子供の意向に反して親権が決まることもあるのですか。

1 回答

結論から言いますと,調停手続きにおける審判などにおいては,子供の意向に反して親権者が決定されることがあります。例えば,子供が母親を親権者とすることを強く希望している場合であっても,客観的な養育環境からすれば,父親を親権者とすることが望ましい場合には,父親が親権者とされることもあります。子供の親権者は一度決まると変更が難しいところですので,まずは一度弁護士にご相談いただき,慎重に対応されることをお勧めします。

 

2 子供の意向に従わない理由

この点,仮に,子供の意向によって親権者を決めることとすると,客観的には明らかに養育上望ましくない結論となっていたとしてもこれに従うことになってしまいます。また,子供は一般的に親権者の適格性について十分な判断能力を有していないと考えられます。したがって,親権者の適格性は,あくまでも客観的な事情に基づいて判断することが,子どもの養育の観点から望ましいと考えられています。

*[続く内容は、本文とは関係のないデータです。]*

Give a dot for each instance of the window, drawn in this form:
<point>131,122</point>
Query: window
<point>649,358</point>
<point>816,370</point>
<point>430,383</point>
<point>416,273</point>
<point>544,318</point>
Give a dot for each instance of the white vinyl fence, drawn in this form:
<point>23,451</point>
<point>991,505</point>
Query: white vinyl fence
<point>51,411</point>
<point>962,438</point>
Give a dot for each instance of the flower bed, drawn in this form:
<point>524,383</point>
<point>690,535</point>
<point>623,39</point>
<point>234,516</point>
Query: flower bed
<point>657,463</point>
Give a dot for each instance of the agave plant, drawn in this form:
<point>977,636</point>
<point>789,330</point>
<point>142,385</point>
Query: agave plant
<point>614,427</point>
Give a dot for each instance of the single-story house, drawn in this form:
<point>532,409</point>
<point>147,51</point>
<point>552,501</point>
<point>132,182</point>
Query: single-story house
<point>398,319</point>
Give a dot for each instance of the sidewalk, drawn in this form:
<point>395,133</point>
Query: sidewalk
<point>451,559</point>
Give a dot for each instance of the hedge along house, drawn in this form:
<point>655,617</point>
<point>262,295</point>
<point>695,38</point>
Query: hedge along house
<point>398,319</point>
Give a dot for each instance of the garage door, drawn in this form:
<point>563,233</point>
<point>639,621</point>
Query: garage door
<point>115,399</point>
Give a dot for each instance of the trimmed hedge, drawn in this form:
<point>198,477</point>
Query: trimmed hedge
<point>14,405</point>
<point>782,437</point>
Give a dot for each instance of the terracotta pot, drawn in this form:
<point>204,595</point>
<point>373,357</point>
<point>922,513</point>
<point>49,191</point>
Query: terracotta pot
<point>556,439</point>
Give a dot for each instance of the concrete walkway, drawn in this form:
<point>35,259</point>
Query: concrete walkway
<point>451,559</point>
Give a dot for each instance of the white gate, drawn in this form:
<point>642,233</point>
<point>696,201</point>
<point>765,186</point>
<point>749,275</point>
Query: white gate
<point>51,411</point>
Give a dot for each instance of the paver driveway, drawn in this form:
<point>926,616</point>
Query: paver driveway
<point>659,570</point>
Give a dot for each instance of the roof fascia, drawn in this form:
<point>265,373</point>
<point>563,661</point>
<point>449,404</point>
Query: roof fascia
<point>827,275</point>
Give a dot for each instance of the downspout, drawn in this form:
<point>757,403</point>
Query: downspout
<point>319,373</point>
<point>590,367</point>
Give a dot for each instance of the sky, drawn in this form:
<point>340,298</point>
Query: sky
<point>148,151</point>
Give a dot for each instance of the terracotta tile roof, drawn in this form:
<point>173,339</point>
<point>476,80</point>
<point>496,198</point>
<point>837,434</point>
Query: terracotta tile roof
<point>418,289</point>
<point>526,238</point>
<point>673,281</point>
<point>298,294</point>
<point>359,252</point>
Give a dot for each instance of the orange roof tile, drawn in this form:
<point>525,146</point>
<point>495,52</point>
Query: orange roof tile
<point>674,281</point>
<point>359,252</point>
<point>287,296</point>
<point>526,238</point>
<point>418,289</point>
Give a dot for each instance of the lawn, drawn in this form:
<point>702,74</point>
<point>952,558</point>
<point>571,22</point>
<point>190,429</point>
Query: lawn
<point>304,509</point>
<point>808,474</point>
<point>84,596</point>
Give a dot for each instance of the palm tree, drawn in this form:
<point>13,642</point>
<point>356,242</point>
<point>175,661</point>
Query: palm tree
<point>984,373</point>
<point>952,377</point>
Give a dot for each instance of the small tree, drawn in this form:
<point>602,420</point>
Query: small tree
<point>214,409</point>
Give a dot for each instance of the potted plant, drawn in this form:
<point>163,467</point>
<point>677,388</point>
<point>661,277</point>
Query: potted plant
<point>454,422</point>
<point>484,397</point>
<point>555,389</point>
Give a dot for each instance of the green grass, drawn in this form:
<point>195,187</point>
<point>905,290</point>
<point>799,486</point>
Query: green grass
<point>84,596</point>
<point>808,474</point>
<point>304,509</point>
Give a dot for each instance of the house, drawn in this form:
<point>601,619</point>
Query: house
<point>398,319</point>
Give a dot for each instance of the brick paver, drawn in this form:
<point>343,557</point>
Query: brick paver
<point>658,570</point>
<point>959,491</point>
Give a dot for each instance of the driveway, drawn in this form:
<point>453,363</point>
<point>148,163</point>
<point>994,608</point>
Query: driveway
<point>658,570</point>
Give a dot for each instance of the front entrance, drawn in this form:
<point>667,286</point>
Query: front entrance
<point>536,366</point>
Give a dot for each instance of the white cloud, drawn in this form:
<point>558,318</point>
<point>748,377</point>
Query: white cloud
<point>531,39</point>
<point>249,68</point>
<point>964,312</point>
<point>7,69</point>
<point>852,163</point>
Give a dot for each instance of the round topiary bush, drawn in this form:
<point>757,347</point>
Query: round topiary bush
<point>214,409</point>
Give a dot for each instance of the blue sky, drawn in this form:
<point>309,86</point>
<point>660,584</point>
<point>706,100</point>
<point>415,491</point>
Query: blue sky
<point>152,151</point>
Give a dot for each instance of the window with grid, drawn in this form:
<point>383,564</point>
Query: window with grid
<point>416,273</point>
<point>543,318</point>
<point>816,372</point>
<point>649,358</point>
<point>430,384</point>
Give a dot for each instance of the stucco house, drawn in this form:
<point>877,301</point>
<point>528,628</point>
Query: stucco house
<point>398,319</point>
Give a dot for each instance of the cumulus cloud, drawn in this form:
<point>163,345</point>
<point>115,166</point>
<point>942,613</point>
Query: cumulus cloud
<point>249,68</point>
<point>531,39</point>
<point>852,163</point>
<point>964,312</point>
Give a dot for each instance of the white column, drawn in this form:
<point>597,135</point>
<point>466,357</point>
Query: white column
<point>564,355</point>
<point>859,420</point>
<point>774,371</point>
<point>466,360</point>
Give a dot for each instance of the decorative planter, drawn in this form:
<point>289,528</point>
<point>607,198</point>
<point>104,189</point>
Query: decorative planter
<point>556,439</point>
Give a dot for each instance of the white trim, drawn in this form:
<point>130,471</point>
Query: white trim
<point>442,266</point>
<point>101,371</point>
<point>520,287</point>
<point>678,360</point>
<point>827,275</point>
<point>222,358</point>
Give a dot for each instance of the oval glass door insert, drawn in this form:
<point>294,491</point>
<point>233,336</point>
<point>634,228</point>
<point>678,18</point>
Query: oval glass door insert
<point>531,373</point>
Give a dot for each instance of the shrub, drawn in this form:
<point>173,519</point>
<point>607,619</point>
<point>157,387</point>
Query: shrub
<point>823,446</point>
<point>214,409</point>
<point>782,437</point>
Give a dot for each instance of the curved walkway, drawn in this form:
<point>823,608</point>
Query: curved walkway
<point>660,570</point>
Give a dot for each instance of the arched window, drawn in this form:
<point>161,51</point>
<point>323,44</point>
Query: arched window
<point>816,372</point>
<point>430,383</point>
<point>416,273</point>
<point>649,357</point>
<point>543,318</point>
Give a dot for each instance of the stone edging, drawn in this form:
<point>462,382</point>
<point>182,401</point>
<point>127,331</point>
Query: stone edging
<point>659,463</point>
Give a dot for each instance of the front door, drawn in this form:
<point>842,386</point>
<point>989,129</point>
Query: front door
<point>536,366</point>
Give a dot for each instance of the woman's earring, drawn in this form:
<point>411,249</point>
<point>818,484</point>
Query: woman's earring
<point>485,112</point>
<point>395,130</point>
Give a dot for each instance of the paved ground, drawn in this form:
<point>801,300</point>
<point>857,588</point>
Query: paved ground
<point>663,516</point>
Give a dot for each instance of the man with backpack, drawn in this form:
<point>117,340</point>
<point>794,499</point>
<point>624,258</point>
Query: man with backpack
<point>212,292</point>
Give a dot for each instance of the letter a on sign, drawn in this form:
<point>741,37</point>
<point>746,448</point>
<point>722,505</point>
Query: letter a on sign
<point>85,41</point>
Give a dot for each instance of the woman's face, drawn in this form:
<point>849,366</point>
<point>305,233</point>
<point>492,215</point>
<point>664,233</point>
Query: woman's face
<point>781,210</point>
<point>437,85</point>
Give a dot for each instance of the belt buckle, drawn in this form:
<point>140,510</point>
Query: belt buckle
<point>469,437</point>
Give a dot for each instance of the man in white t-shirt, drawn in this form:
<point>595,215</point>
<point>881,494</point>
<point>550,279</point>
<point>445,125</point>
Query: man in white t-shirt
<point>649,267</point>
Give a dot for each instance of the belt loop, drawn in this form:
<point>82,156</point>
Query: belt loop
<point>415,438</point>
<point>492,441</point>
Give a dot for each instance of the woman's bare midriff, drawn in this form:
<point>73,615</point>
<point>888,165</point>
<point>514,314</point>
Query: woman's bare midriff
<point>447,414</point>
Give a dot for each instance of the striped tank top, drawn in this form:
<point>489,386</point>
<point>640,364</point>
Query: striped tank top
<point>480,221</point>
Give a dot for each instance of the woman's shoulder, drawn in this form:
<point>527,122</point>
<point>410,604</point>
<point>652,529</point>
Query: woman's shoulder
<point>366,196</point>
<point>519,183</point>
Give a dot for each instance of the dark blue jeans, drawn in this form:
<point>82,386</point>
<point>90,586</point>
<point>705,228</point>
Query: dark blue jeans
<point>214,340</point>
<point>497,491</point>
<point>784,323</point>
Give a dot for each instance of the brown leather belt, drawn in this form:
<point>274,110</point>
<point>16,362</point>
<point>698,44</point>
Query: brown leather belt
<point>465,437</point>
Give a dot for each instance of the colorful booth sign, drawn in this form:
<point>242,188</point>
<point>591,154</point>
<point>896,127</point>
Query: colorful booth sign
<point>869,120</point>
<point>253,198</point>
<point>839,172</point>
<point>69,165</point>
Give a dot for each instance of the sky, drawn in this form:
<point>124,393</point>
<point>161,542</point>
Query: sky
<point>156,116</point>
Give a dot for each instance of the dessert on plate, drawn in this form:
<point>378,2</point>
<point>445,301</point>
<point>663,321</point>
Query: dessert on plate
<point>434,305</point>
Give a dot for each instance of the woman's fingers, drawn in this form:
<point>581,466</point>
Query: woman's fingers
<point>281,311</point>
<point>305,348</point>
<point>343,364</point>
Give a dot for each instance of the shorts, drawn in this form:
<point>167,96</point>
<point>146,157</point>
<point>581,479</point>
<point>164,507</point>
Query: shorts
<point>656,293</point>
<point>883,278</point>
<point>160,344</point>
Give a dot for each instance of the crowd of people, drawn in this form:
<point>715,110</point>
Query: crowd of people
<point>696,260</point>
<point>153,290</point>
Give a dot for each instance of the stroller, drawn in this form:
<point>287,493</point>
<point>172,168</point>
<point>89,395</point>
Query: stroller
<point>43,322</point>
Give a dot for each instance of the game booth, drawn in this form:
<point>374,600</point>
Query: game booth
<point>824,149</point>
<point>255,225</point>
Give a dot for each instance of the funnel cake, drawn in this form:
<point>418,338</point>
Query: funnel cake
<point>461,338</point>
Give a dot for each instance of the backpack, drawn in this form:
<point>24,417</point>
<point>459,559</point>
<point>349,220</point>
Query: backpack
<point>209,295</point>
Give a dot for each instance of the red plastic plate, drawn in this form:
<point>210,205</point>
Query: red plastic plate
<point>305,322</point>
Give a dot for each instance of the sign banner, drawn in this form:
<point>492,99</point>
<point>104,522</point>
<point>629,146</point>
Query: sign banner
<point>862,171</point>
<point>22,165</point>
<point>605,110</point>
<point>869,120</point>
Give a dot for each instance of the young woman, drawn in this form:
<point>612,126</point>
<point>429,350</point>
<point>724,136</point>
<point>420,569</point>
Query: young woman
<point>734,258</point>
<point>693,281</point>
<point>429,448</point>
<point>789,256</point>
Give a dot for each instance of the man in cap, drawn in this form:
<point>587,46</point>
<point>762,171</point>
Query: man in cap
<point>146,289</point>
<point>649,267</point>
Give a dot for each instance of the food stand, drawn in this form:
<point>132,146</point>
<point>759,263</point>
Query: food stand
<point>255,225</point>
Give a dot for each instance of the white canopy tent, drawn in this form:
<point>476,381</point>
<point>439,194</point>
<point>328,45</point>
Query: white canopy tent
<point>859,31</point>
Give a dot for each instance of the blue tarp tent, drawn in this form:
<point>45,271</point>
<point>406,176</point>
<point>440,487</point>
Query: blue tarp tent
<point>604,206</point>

もっとも,子供の意向は,親権者の決定において重要な要素にはなります。特に,15歳以上の子供については,すでに十分な判断能力を有していることもあるため,15歳以下の子供よりもその意向が重視されることがあります。また,15歳未満の10歳前後の子供であっても,その精神的発達の程度によっては十分な意見を有していることがあります。そのような場合においても,子供の意向は重視されることがあります。

 

3 調停における手続き

調停において,家庭裁判所は,子供の監護者の指定,その他子供の監護に関する審判をする前に,15歳以上の子供については,必ず子供の意向を聞くことになっています(家事事件手続法169条2項)。そして,その際に子供の意向は,親権者の決定において,十分に考慮することとなっています(家事事件手続法258条1項,65条)。